SELECT TOP 5 PERCENT
tblOperatingCosts.ID,
[operatingCost]/[propertySize] AS OpCost_Size,
"95th Percentile" AS Percentile
FROM
tblOperatingCosts
ORDER BY
[operatingCost]/[propertySize] DESC;


Then I just unioned them
select *
from
qry5th
union
select *
from
qry95th
order by 2
 
Hey MajP,

The thing is, there isn't a table for operating costs separately so I think that SQL code wouldn't work in my case...
 
I thought you said you have a table of raw data holding operating costs and property size, so I am not sure if I understand.
 
Yes, the table name is called Raw Data and operating costs and property size are 2 fields that are in that table
 
Unless I am missing something, then the solution I posted would work if you change the names.
 
:S still does not seem to be working, I get a error message regarding 'tblOperatingCosts.ID'

btw the query is going against my Raw Data table
 
Assuming you want 5th percentile to be the higher costs/size and 95th to be the lower costs/size I think this should work:

SELECT Min([CostsPerSize]) AS [5th percentile Operating Costs/Property]
FROM (SELECT TOP 5 PERCENT [Operating Costs/Property Size] As CostsPerSize
FROM [STEP 1: FACTOR VARIABLES] ORDER BY 1 Desc)

SELECT Max([CostsPerSize]) AS [95th percentile Operating Costs/Property]
FROM (SELECT TOP 5 PERCENT [Operating Costs/Property Size] As CostsPerSize
FROM [STEP 1: FACTOR VARIABLES] ORDER BY 1 Asc)

 
Sorry I misinterpreted what you were asking.
Also, I did not know there are multiple ways to do percentiles.
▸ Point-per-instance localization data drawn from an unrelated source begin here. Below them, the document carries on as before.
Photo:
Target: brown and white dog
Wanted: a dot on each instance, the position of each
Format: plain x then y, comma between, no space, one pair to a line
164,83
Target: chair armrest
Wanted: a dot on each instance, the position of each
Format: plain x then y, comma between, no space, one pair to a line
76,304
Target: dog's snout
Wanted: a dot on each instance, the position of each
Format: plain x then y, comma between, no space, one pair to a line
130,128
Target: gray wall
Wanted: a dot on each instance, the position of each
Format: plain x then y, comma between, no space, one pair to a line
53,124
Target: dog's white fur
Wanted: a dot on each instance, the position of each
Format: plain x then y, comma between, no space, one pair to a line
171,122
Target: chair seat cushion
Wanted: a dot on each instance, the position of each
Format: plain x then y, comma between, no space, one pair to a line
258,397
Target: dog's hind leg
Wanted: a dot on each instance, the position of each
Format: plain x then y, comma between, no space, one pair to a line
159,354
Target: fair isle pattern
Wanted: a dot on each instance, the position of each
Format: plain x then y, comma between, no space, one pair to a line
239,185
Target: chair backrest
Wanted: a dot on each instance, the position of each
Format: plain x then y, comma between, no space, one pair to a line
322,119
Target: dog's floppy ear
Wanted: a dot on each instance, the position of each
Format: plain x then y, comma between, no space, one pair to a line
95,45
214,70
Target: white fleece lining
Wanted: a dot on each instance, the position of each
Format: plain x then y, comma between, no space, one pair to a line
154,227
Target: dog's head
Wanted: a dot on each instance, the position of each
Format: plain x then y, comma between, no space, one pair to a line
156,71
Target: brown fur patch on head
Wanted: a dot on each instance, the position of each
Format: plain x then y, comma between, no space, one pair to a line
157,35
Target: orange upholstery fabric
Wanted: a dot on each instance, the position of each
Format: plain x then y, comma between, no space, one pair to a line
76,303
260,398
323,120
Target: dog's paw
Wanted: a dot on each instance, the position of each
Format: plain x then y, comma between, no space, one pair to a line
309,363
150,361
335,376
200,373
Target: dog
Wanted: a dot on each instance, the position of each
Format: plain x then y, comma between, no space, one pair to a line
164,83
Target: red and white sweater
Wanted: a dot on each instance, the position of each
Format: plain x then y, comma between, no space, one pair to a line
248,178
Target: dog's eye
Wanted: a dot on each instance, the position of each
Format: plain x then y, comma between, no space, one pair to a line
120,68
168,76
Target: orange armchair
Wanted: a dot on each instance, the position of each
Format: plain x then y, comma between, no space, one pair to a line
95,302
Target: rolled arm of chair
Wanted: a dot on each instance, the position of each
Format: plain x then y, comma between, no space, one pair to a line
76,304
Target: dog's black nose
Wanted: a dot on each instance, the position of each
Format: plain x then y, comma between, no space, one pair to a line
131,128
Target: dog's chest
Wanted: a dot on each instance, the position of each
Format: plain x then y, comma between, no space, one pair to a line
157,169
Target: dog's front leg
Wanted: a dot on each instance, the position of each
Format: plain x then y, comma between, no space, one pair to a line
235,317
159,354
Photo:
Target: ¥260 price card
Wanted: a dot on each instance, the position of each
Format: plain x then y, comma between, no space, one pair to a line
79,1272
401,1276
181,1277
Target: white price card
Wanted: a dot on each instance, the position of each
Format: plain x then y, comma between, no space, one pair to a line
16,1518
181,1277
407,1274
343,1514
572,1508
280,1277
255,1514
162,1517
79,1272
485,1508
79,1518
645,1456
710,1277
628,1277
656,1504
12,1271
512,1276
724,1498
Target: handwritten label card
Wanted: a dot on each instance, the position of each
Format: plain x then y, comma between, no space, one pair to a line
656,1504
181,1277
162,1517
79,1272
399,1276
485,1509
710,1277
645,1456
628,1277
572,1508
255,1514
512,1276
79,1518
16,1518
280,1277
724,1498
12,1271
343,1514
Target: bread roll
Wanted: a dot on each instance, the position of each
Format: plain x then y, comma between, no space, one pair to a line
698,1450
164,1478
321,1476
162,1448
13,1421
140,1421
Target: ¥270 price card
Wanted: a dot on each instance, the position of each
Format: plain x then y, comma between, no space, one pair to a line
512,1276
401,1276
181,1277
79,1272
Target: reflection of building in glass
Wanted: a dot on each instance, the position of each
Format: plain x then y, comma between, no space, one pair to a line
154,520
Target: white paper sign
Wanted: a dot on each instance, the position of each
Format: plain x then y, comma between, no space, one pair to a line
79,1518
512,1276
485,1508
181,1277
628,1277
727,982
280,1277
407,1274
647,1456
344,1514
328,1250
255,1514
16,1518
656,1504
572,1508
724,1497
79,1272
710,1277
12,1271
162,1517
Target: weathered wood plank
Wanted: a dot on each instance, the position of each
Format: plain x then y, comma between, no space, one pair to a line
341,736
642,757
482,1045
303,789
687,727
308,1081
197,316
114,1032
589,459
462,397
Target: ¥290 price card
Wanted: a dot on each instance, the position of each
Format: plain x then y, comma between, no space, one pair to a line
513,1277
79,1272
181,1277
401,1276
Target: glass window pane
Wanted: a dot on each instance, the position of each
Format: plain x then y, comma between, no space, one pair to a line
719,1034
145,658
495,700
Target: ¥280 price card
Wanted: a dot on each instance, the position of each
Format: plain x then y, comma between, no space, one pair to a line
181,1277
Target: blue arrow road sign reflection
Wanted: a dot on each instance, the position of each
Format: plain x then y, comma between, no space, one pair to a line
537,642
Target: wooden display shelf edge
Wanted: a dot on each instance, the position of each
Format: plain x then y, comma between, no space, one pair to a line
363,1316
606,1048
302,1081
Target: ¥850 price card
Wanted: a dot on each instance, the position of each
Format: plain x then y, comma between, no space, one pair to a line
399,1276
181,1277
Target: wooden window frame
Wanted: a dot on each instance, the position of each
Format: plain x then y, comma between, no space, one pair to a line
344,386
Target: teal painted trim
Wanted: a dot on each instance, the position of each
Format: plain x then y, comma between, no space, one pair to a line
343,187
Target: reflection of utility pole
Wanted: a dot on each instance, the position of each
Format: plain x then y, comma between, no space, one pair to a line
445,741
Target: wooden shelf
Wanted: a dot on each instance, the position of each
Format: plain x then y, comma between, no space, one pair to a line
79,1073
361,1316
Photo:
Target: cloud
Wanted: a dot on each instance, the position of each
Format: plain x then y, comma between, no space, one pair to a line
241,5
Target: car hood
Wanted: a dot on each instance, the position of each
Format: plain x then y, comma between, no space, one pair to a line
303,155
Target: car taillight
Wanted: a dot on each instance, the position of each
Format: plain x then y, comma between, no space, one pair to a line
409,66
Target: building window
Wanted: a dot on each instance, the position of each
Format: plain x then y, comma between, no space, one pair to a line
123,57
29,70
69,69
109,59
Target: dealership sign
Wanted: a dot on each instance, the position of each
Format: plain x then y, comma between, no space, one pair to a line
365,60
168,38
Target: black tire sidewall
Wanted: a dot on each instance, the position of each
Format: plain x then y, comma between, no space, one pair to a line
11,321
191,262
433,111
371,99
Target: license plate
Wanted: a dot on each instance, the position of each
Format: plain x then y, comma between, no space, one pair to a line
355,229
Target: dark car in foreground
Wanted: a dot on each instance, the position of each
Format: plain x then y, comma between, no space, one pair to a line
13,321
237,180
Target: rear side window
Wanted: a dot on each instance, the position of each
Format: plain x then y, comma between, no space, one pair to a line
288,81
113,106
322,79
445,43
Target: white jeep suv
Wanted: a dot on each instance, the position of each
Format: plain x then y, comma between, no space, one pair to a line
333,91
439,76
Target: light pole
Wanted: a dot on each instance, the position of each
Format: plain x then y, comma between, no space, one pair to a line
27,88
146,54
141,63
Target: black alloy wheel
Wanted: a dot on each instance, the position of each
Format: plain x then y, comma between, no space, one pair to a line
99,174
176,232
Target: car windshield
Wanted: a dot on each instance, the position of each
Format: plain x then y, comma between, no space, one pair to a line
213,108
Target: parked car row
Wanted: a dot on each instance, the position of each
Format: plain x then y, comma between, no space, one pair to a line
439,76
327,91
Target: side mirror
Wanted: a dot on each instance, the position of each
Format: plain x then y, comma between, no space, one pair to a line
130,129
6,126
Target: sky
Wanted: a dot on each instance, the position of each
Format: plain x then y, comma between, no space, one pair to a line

The following function is supposed to mimic an Access domain function. I choose to use the formulation used in excel see discussion


This allows you to verify your values.

Code:
Public Function DPercentileExcel(expr As String, domain As String, Percentile As Double) As Variant
    Dim strSQL As String
    Dim N As Integer
    Dim nSubk As Double
    Dim vSubk As Variant
    Dim vSubkPlus1 As Variant
    Dim rs As DAO.Recordset
    
    strSQL = "SELECT " & expr & " FROM " & domain
    strSQL = strSQL & " WHERE NOT " & expr & " IS NULL ORDER BY " & expr
    Set rs = CurrentDb.OpenRecordset(strSQL, dbOpenDynaset)
    
    If Not (rs.EOF And rs.BOF) Then
      rs.MoveLast
      rs.MoveFirst
    Else
      Exit Function
    End If
    
    N = rs.RecordCount
    
    nSubk = Percentile / 100 * (N - 1) + 1
    'using NIST nSubK = Percentile / 100 * (N+1)
    
    If nSubk = 1 Then
      DPercentileExcel = rs.Fields(expr)
    ElseIf nSubk = N Then
      rs.MoveLast
      DPercentileExcel = rs.Fields(expr)
    Else
      rs.AbsolutePosition = nSubk - 1     '0 based
      vSubk = rs.Fields(expr)
      rs.AbsolutePosition = nSubk         '0 based
      vSubkPlus1 = rs.Fields(expr)
      'Debug.Print nSubk
      'Debug.Print vSubk
      'Debug.Print vSubkPlus1
      DPercentileExcel = vSubk + (nSubk - Int(nSubk)) * (vSubkPlus1 - vSubk)
    End If
End Function

Just pass the name of the field to use and the table or query

Example
Code:
Public Sub testPercentileExcel()
 Debug.Print DPercentileExcel("fldData", "tblOne", 0)
End Sub


Here is another approach using a more sql solution and a weighted average. In this one you do not encapsulate field/table names in brackets.

Code:
Public Function DPercentile(expr As String, domain As String, Percentile As Double) As Variant
    Dim strSelect As String
    Dim strSelectOpposite As String
    Dim strSQL As String
    Dim OppositePercentile As Double
    
    OppositePercentile = 100 - Percentile
    
    strSelect = "SELECT TOP " & Percentile & " PERCENT [" & expr & "] FROM [" & domain & "]"
    strSelect = strSelect & " WHERE NOT [" & expr & "] IS NULL ORDER BY [" & expr & "]"
    Debug.Print strSelect
    strSelectOpposite = "SELECT TOP " & OppositePercentile & " PERCENT [" & expr & "] FROM [" & domain & "]"
    strSelectOpposite = strSelectOpposite & " WHERE NOT [" & expr & "] IS NULL ORDER BY [" & expr & "] DESC"
    strSQL = "SELECT (Max(x." & expr & ")+Min(y." & expr & "))/2 AS Median FROM (" & strSelect & ") AS x, (" & strSelectOpposite & ") AS y "
    Debug.Print strSQL
    DPercentile = CurrentDb.OpenRecordset(strSQL, dbOpenSnapshot).Fields("Median").Value
End Function
 
Wow these VBA codes look really promising, I'm going to try them out now. Because I am a complete noob at this, do I just copy n paste the first part into a module, then copy and paste the second part underneath it with my table name and field?
 
just drop the code into a module.

The functions can then be called from anywhere (from code, in a calculated control, from another query)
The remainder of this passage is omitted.